Hurlburt et al (SEE ARTICLE) report on mental health service use among children in child welfare and the role of structural linkages between child welfare and mental health systems in patterns of use. Using data from a nationally representative study, racial/ethnic disparities in service use were found to decrease and the relationship between need and use was found to increase, in counties with stronger interagency ties. Results suggest that structural agency ties can affect important mental health service-use patterns.
Grant et al (SEE ARTICLE) found that foreign-born Mexican Americans and non-Hispanic whites were at significantly lower risk of DSM-IV substance use, mood, and anxiety disorders compared with their US-born counterparts. Data favoring foreign-born Mexican Americans with respect to mental health may extend to foreign-born non-Hispanic whites. Future research among the foreign-born and US-born of other origins is needed to understand what appears to be the protective effects of culture and the deleterious effects of acculturation on psychiatric morbidity.

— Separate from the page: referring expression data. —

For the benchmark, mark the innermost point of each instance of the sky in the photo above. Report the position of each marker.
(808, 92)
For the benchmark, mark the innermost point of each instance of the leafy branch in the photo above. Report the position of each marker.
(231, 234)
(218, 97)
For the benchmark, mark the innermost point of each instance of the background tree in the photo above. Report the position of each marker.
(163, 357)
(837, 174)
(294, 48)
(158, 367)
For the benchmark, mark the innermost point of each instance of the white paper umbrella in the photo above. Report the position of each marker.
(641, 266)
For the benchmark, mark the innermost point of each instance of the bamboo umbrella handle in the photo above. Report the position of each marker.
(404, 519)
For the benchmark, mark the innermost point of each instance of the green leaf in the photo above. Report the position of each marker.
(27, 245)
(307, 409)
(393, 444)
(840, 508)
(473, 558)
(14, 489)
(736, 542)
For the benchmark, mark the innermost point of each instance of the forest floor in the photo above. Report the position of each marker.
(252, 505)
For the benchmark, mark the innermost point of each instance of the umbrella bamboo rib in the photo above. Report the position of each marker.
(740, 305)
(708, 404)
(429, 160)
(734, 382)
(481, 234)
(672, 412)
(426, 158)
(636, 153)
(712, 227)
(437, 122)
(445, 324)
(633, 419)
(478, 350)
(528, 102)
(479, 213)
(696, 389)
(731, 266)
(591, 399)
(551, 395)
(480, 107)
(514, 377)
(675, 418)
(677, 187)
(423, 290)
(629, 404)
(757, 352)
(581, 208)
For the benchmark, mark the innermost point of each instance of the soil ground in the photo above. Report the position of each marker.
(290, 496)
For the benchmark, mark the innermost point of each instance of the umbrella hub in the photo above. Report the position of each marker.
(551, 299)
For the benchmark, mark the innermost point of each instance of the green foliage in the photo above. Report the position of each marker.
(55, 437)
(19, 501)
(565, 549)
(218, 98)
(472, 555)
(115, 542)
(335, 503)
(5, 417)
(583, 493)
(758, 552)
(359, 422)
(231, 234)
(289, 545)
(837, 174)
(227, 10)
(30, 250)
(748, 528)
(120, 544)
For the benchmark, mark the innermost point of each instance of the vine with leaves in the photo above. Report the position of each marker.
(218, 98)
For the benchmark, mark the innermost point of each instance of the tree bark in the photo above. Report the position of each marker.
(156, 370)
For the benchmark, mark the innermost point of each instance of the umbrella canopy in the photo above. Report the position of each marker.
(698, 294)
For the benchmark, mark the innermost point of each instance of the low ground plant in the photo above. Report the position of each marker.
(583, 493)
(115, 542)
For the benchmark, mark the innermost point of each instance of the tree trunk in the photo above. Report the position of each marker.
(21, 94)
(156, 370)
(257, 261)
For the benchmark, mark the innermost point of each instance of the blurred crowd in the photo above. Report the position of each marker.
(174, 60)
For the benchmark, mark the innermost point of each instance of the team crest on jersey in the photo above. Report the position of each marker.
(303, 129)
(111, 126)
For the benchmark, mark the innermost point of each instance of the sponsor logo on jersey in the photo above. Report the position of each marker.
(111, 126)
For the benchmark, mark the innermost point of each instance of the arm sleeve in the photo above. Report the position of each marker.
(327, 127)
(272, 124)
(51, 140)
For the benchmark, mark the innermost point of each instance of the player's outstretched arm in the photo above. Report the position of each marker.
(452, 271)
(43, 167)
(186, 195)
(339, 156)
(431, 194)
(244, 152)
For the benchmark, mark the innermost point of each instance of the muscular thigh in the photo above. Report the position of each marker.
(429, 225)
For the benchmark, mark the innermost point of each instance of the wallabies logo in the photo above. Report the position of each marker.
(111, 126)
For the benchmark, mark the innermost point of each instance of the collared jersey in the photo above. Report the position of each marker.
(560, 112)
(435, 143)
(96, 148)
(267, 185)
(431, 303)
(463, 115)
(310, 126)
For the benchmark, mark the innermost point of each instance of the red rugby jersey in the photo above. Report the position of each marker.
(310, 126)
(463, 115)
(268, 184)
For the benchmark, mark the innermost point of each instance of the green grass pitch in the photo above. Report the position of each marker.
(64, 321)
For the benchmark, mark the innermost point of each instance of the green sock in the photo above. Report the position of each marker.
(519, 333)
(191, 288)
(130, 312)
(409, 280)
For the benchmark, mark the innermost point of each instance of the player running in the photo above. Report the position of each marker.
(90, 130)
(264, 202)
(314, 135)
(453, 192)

Inhibitors of steroid synthesis may exert antidepressant effects. In a double-blind, randomized, placebo-controlled trial by Jahn et al (SEE ARTICLE), 63 patients with major depression received metyrapone or placebo added to a standard treatment with antidepressants. After 5 weeks, patients receiving metyrapone showed a better treatment outcome (19 of 33 patients responded) compared with standard treatment alone (10 of 30 patients improved). The treatment was safe, and no serious adverse events were observed.
Nurnberger et al (SEE ARTICLE) provide a large, comprehensive report on psychiatric disorders in the relatives of subjects with alcohol dependence, using data from the Collaborative Study of the Genetics of Alcoholism (COGA). Disorders aggregating in relatives included alcohol dependence, as well as dependence on cocaine, marijuana, opiates, sedatives, stimulants, and tobacco. However, diagnoses of substance abuse were not increased. Other disorders aggregating in relatives included major depression, panic disorder, posttraumatic stress disorder, obsessive compulsive disorder, and antisocial personality disorder. These findings suggest new strategies for investigating the heterogeneity of alcohol dependence, and they imply shared vulnerability factors for alcohol dependence and multiple psychiatric disorders.
Marsh et al (SEE ARTICLE) assessed habit learning in patients with Tourette syndrome (TS) and healthy comparison subjects. Both children and adults with TS were impaired at habit learning but not on tasks that required intact declarative memory functioning. In addition, more severe impairments in habit learning accompanied more severe tic symptoms. These findings imply that the striatal habit-learning system in dysfunctional persons with TS and deficits in habit learning and tic symptoms in TS may be consequences of the anatomical and functional disturbances of the striatum.
Severe loss of extracellular serotonin has been implicated in depression with severely negativistic thinking. Meyer et al (SEE ARTICLE) measured serotonin transporter binding potential (5-HTT BP) in drug-free depressed subjects using carbon IIlabeled DASB positron emission tomography. No difference in regional 5-HTT BP was found between depressed and healthy subjects; however, the subgroup of depressed subjects with severely negativistic thinking had much higher regional 5-HTT BP. This suggests that during depressive episodes, the magnitude of regional 5-HTT BP may account for extremely pessimistic, dysfunctional attitudes.
Robins (SEE ARTICLE) urges analyzing the vast epidemiological databases that have been produced by interviews operationalizing the official nomenclatures to find means of increasing the validity of DSM-V and International Classification of Diseases, Ninth Revision, perhaps by splitting or melding diagnoses, moving diagnoses from one block to another, deleting particular symptoms, changing the number of positive symptoms required, assigning symptom weights, and changing age of onset and duration.